Imran Khan, the founder of the Pakistan Tehreek-e-Insaf (PTI), would write a letter to the International Monetary Fund (IMF) demanding that it stop its support for Pakistan due to “rigged elections,” party leader Ali Zafar stated on Thursday.
“Imran Khan will send a letter to the IMF today. The charters of the IMF, EU, and other institutions state that they can only function or lend to a country if there is strong governance,” Zafar told reporters after seeing Khan at Rawalpindi’s Adiala Jail.
Zafar asserted that the “most important section” of their charter is for a country to be democratic. “If there’s no democracy, then neither can these institutions function in those countries, nor should they.”
“Free and fair elections are the foundation of a democracy. However, the entire world witnessed how the nation’s mandate was stolen. Let’s leave pre-poll cheating aside; victory was stolen from the PTI’s winning candidates through post-poll manipulation.
Senator Zafar said that the people’s votes were taken in the darkness of night. He stated that going to the IMF for a rescue package would be detrimental to the country without first undertaking an audit of the election results.
He also expressed disappointment that he had not been granted permission to meet Khan’s wife Bushra Bibi, who is being held in the Bani Gala mansion, which has been declared a sub-jail.
This is not the first time the opposition party PTI has attempted to derail the IMF deal; in 2022, its ex-leader Shaukat Tarin told PTI’s then-finance ministers of KP and Punjab that they should “tell the IMF that the commitment made to them cannot be fulfilled” and cite the recent devastation caused by floods in the country as the reason.

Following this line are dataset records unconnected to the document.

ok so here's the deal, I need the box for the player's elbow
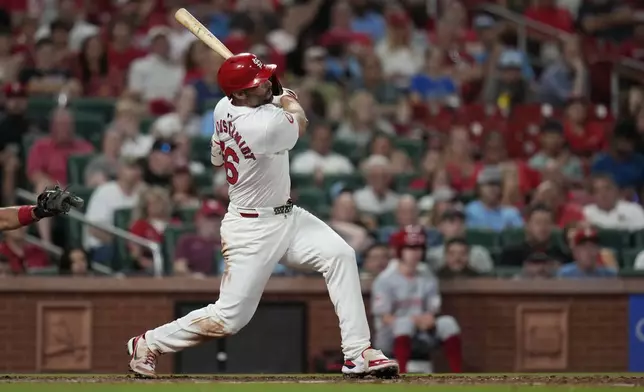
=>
[295,113,309,137]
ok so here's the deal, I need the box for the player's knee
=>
[333,241,357,263]
[435,315,461,340]
[205,304,255,336]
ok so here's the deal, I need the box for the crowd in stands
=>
[0,0,643,281]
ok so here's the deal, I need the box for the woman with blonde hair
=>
[128,186,175,272]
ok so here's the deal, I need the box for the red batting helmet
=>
[390,225,427,258]
[217,53,276,96]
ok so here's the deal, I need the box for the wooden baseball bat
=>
[174,8,234,59]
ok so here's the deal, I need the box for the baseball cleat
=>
[342,348,400,379]
[126,334,157,378]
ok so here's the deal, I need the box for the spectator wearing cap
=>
[562,98,608,157]
[18,38,78,96]
[470,14,499,65]
[563,221,618,271]
[427,208,493,273]
[170,165,200,209]
[530,180,584,228]
[524,0,575,33]
[483,49,533,108]
[127,27,185,105]
[142,139,176,187]
[84,130,124,187]
[529,120,583,182]
[583,174,644,231]
[174,199,225,277]
[354,155,400,215]
[328,191,373,254]
[499,204,568,268]
[464,166,524,232]
[84,156,143,264]
[291,122,355,178]
[0,83,32,204]
[375,10,422,87]
[557,228,618,278]
[538,37,588,107]
[591,123,644,191]
[408,48,458,104]
[515,252,558,280]
[151,86,201,139]
[34,0,99,51]
[436,238,481,279]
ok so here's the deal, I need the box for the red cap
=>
[197,199,225,219]
[4,83,26,98]
[572,227,599,246]
[386,11,410,27]
[389,225,427,257]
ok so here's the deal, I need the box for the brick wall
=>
[0,278,634,373]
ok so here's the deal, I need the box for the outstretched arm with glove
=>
[0,185,84,231]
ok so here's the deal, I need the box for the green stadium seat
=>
[140,117,157,134]
[394,172,418,193]
[633,230,644,247]
[408,189,428,199]
[71,98,115,122]
[162,225,195,275]
[291,173,315,188]
[203,99,220,112]
[621,248,642,269]
[73,112,106,150]
[378,212,397,226]
[67,154,97,185]
[193,172,213,188]
[619,269,644,278]
[332,140,362,163]
[597,228,631,249]
[295,187,327,211]
[494,266,522,278]
[27,97,56,119]
[501,228,524,246]
[465,228,499,248]
[113,208,133,270]
[191,136,212,163]
[177,207,198,223]
[291,137,309,154]
[64,186,94,248]
[395,139,423,161]
[322,173,363,190]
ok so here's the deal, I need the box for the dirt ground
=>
[1,374,643,386]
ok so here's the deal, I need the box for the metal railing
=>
[16,188,164,277]
[477,3,644,115]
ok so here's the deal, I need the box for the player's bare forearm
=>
[0,205,39,231]
[280,96,309,136]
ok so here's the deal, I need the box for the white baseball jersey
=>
[211,98,299,208]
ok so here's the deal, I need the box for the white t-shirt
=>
[120,134,155,159]
[83,181,141,249]
[127,55,185,102]
[212,98,299,208]
[291,150,355,175]
[353,186,400,215]
[583,200,644,231]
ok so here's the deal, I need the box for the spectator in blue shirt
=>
[465,166,524,232]
[557,227,617,278]
[591,121,644,192]
[409,48,457,103]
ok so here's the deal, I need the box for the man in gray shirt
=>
[372,226,463,373]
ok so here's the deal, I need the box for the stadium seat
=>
[162,225,196,274]
[141,117,157,134]
[192,172,213,188]
[621,248,641,269]
[294,187,327,210]
[113,208,133,270]
[465,228,499,248]
[67,154,97,185]
[395,139,423,162]
[632,229,644,247]
[494,266,521,278]
[73,112,106,149]
[27,97,56,119]
[71,98,116,122]
[191,136,212,163]
[619,269,644,278]
[322,173,363,190]
[332,139,358,158]
[500,228,524,247]
[378,212,397,226]
[291,173,316,188]
[292,137,309,154]
[176,207,198,223]
[394,172,417,192]
[597,228,631,249]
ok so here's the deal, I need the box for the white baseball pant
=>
[144,204,371,360]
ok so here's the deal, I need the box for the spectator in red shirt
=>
[0,225,49,274]
[524,0,574,33]
[107,18,146,75]
[531,180,585,228]
[444,125,477,193]
[27,108,94,243]
[173,199,225,277]
[620,21,644,61]
[74,35,123,97]
[563,98,608,157]
[129,186,174,273]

Last year, Pakistan received a short-term $3 billion program from the IMF, which helped to prevent a sovereign debt default. It will expire next month, and obtaining a new, considerably larger one is largely seen as the top priority for the next administration.
The Pakistan Muslim League-Nawaz (PML-N), the Pakistan People’s Party (PPP), and its supporters have reached an agreement to create a coalition government, while the PTI and several other political parties have rejected the polls and declared nationwide protests.
The PTI has demanded that election results be announced using Form 45, the results of a single polling station, rather than Form 47, the aggregated results of a constituency, claiming that the latter was tampered with and that its independent candidates gained a simple majority in the National Assembly.